Men’s Journal editor Stanton sets out to vindicate Captain Charles McVay and to force the navy to declassify information relating to one of the worst disasters in naval history. After fulfilling a secret mission (the delivery of atomic bomb parts from Guam to Tinian) in July 1945, the cruiser Indianapolis was sent for gunnery practice in Leyte—without destroyer escort, and without classified information regarding Japanese submarine activity. The ship was torpedoed and sank in approximately 12 minutes, spilling about 900 sailors into the Pacific. On shore, her hurried SOS message was intercepted, then disregarded, by the radioman’s commanding officer.

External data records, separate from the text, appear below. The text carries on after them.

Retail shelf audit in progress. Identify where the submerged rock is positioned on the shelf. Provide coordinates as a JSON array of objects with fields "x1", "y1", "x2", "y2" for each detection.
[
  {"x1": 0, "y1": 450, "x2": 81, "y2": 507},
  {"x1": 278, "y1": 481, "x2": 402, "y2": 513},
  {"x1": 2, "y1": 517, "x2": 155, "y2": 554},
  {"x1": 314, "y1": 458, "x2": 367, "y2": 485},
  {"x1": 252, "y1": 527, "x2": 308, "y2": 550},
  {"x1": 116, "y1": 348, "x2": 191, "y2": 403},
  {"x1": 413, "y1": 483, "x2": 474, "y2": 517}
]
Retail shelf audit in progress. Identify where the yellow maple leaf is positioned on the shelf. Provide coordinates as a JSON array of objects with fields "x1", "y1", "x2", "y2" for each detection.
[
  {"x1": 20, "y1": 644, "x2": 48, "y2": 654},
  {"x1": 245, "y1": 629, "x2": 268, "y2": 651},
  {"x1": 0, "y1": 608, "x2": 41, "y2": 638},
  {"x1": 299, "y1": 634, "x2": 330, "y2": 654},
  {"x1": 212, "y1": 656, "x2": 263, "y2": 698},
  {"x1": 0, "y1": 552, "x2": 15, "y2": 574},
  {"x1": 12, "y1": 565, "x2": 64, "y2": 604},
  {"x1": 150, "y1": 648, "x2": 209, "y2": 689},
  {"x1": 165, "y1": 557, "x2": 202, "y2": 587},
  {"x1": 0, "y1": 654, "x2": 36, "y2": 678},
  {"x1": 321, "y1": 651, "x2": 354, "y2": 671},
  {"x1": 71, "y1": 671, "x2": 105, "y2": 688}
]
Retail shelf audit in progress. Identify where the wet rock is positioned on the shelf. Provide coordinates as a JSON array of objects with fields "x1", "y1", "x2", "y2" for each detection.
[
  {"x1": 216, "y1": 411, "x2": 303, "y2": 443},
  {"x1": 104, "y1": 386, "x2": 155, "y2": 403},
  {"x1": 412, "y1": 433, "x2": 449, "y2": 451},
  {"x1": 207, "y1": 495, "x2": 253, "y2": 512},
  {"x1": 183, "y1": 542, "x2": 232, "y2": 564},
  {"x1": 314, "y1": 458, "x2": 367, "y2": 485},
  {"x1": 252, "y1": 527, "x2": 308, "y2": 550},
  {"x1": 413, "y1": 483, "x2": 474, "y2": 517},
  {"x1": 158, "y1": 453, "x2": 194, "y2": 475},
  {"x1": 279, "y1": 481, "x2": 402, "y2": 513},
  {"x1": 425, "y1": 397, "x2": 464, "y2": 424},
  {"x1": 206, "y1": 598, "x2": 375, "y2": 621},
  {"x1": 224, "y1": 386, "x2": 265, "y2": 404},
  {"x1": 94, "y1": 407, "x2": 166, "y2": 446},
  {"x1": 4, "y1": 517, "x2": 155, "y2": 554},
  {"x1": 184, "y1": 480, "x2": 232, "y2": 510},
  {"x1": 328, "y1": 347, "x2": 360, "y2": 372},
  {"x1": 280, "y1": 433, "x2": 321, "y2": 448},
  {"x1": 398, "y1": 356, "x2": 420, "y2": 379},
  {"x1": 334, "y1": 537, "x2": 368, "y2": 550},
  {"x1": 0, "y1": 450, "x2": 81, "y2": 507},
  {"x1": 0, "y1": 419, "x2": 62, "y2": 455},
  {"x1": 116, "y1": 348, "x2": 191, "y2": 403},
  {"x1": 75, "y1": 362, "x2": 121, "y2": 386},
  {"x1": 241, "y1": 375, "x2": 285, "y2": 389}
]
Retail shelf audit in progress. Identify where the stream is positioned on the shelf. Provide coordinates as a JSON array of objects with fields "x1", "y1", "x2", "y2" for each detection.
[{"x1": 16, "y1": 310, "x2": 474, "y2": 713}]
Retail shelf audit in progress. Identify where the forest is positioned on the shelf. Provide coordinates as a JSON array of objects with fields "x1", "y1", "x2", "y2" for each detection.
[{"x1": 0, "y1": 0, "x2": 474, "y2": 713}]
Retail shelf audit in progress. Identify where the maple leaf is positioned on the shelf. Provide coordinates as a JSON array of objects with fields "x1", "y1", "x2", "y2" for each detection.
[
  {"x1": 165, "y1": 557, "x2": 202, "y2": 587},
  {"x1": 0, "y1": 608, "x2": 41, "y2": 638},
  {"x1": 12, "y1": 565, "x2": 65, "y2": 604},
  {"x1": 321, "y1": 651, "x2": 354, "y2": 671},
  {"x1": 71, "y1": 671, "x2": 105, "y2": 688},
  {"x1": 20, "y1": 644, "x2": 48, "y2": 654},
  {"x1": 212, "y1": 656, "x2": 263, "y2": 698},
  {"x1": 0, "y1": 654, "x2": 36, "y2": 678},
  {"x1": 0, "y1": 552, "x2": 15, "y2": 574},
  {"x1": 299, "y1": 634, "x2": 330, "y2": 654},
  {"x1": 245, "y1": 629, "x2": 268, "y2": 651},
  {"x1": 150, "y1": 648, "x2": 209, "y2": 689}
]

Furthermore, she was not noted missing by naval administrators for more than five days. Following a suspenseful account of the sinking, Stanton assembles a detailed chronology of the horrors endured by the floating survivors via a risky device: He narrates the sinking and its aftermath by assuming the voices of Captain McVay, the ship’s doctor, and one of the few surviving Marine guards. The latter two (and other survivors) were interviewed by Stanton; McVay, the only Navy captain ever court-martialed for losing his ship in wartime, shot himself in 1968 after years of torment. The author’s minute depiction of their privations—from shark attacks that killed an estimated 200 to homicidal dementia—is appropriately terrifying; he captures his characters’ surreal horror at watching their comrades needlessly perish prior to a belated rescue (which is also dramatically rendered). The conclusion explores the remaining survivors’ efforts to officially clarify what really happened (and McVay’s actual heroism), but the dark heart of the tale lies in its sustained, gruesome survival narrative.

Stanton’s prose has qualities of jittery brightness, but this dramatic recreation plays to his strengths and feels passionate and correct. His personal veneration of the survivors sustains a positive tone, despite uglier historical truths.